Benefits to Business:
- Business costs would be
reduced because they would have none of the expenses related to providing
health insurance for employees and retirees.
- Workforce mobility would
increase when employees no longer hold on to a job just because of its
health insurance program. Workforce mobility increases productivity because
employees move to the job for which they are best suited.
- Because employers will no
longer be concerned about employee health care costs, they will be less fearful of
hiring people with health problems. For the same reason, confidentiality of
medical records will be less of an issue.
- Universal access to health
care should reduce the number of workdays missed due to illness.
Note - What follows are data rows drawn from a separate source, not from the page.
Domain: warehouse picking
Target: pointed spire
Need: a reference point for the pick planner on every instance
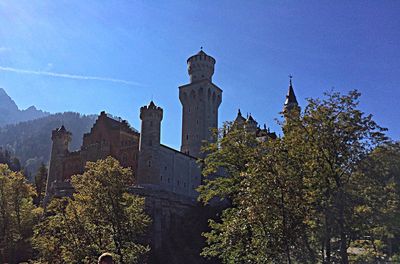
(291, 97)
(152, 105)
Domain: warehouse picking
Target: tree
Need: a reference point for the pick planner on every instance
(264, 222)
(377, 213)
(292, 199)
(334, 137)
(17, 216)
(101, 216)
(40, 183)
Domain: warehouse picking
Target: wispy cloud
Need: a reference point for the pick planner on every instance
(69, 76)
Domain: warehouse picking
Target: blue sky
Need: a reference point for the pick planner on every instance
(70, 55)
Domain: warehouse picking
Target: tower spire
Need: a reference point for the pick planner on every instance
(291, 100)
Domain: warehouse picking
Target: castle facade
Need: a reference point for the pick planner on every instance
(155, 166)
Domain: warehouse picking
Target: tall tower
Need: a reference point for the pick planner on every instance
(61, 139)
(149, 145)
(291, 101)
(200, 101)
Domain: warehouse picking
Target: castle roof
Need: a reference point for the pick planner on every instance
(239, 118)
(291, 97)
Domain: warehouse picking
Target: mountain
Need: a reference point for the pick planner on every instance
(11, 114)
(30, 141)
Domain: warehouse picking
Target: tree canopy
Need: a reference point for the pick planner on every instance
(309, 196)
(102, 216)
- Evening hours for health
care will reduce the need for employees to take off work for doctor
appointments.
Benefits to the Economy in General:
- A single health care
system will be less expensive just because one system is less costly to
administer than multiple systems. The health insurance industry would
disappear.
- Physicians would no longer
have to purchase malpractice insurance. The system would discipline bad
doctors and provide for compensation of patients harmed by the system.
- A National Health Care
System would be paid for out of the General Fund, which will be supplied
primarily from the income tax. Shifting to this National Health Care System
will require a big increase in taxes, of course, but due to the efficiencies
of the new system, the total cost will go down. Our taxes will go
up, but we will be better off because we are no longer paying for health
insurance and we are paying less for goods and services due to the fact that
businesses are no longer paying for health insurance for their employees.
- To the
extent possible, physicians and other medical and administrative staff will
be government employees. No unions will be allowed. Staff will be paid the
lowest wage/salary required to attract qualified people.